[Beth Norvell by Randall Parrish]@TWC D-Link book
Beth Norvell

CHAPTER XXIX
14/22

Come on, Ned; we 'll run over to the Chicago Club and have a bite, then a smoke and chat about Alma Mater; after that, the Grand." * * * * * * The great opera house was densely crowded from pit to dome, the boxes and parquet brilliant with color and fashion, the numberless tiers of seats rising above, black with packed, expectant humanity.

Before eight o'clock late comers had been confronted in the lobby with the "Standing Room Only" announcement; and now even this had been turned to the wall, while the man at the ticket window shook his head to disappointed inquirers.

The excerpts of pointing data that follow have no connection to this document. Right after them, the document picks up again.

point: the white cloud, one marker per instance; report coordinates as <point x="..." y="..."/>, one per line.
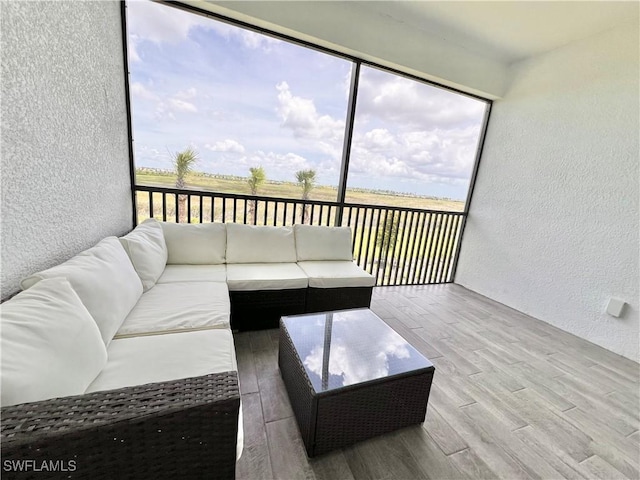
<point x="187" y="94"/>
<point x="342" y="361"/>
<point x="140" y="91"/>
<point x="408" y="102"/>
<point x="227" y="145"/>
<point x="437" y="156"/>
<point x="167" y="109"/>
<point x="133" y="51"/>
<point x="160" y="23"/>
<point x="320" y="132"/>
<point x="181" y="106"/>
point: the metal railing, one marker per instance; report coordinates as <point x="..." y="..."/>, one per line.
<point x="398" y="245"/>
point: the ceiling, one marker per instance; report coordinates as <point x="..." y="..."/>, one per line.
<point x="508" y="30"/>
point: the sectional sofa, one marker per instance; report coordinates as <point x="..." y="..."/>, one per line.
<point x="120" y="363"/>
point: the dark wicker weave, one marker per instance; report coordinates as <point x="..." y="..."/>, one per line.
<point x="328" y="299"/>
<point x="340" y="417"/>
<point x="179" y="429"/>
<point x="259" y="309"/>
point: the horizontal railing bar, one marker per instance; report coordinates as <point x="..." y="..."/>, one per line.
<point x="240" y="196"/>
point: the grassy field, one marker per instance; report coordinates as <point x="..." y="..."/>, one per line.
<point x="411" y="247"/>
<point x="292" y="190"/>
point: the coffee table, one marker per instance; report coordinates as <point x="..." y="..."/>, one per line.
<point x="350" y="377"/>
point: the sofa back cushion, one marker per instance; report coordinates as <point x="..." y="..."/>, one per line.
<point x="51" y="347"/>
<point x="147" y="251"/>
<point x="195" y="244"/>
<point x="260" y="244"/>
<point x="104" y="279"/>
<point x="315" y="243"/>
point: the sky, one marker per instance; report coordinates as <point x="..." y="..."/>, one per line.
<point x="243" y="99"/>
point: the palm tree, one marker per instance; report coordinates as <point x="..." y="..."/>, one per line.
<point x="256" y="178"/>
<point x="387" y="237"/>
<point x="183" y="163"/>
<point x="307" y="180"/>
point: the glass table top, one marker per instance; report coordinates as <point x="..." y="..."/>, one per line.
<point x="347" y="347"/>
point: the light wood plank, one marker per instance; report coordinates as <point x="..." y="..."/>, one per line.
<point x="512" y="397"/>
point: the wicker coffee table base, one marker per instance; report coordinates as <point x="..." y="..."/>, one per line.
<point x="342" y="417"/>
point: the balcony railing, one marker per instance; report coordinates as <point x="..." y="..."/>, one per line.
<point x="399" y="246"/>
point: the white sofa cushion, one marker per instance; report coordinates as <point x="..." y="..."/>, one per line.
<point x="260" y="244"/>
<point x="147" y="251"/>
<point x="161" y="358"/>
<point x="193" y="273"/>
<point x="265" y="276"/>
<point x="195" y="244"/>
<point x="51" y="347"/>
<point x="322" y="243"/>
<point x="170" y="307"/>
<point x="104" y="279"/>
<point x="336" y="274"/>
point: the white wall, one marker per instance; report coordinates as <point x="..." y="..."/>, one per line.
<point x="553" y="228"/>
<point x="65" y="169"/>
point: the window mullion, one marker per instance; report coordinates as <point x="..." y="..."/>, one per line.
<point x="348" y="136"/>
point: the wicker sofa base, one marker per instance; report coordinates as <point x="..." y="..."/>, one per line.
<point x="328" y="299"/>
<point x="260" y="309"/>
<point x="178" y="429"/>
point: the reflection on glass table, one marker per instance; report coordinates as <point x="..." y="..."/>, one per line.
<point x="348" y="347"/>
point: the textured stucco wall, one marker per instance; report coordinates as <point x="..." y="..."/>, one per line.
<point x="553" y="228"/>
<point x="65" y="172"/>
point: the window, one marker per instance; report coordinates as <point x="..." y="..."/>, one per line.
<point x="240" y="99"/>
<point x="413" y="140"/>
<point x="244" y="100"/>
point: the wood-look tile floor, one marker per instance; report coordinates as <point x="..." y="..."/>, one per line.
<point x="512" y="398"/>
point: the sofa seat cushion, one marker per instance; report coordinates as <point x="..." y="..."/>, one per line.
<point x="104" y="279"/>
<point x="51" y="347"/>
<point x="260" y="244"/>
<point x="171" y="307"/>
<point x="159" y="358"/>
<point x="193" y="273"/>
<point x="336" y="274"/>
<point x="147" y="250"/>
<point x="195" y="244"/>
<point x="265" y="276"/>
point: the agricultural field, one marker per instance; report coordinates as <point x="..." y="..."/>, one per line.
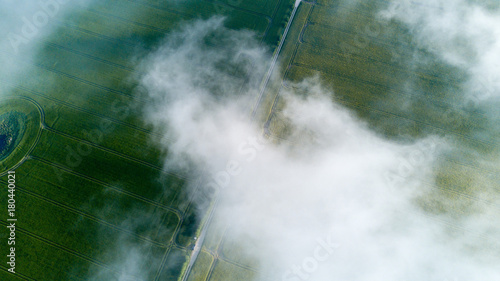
<point x="367" y="63"/>
<point x="90" y="177"/>
<point x="88" y="174"/>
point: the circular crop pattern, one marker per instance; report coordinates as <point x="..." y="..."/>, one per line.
<point x="20" y="124"/>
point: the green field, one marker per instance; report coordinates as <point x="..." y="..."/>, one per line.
<point x="89" y="176"/>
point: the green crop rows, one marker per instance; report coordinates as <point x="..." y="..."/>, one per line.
<point x="89" y="177"/>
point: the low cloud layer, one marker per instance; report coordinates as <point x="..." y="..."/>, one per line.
<point x="330" y="199"/>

And that was an audience to be remembered, to be held notable, to be editorially commented upon by the press the next morning.
There was reason for it.

A child of Chicago, daughter in a family of standing and exclusiveness, after winning notable successes in San Francisco, in London, in New York, had, at last, consented to return home, and appear for the first time in her native city.

Endowed with rare gifts of interpretation, earnest, sincere, forceful, loving her work fervently, possessing an attractive presence and natural capacity for study, she had long since won the appreciation of the critics and the warm admiration of those who care for the highest in dramatic art.
The reward was assured.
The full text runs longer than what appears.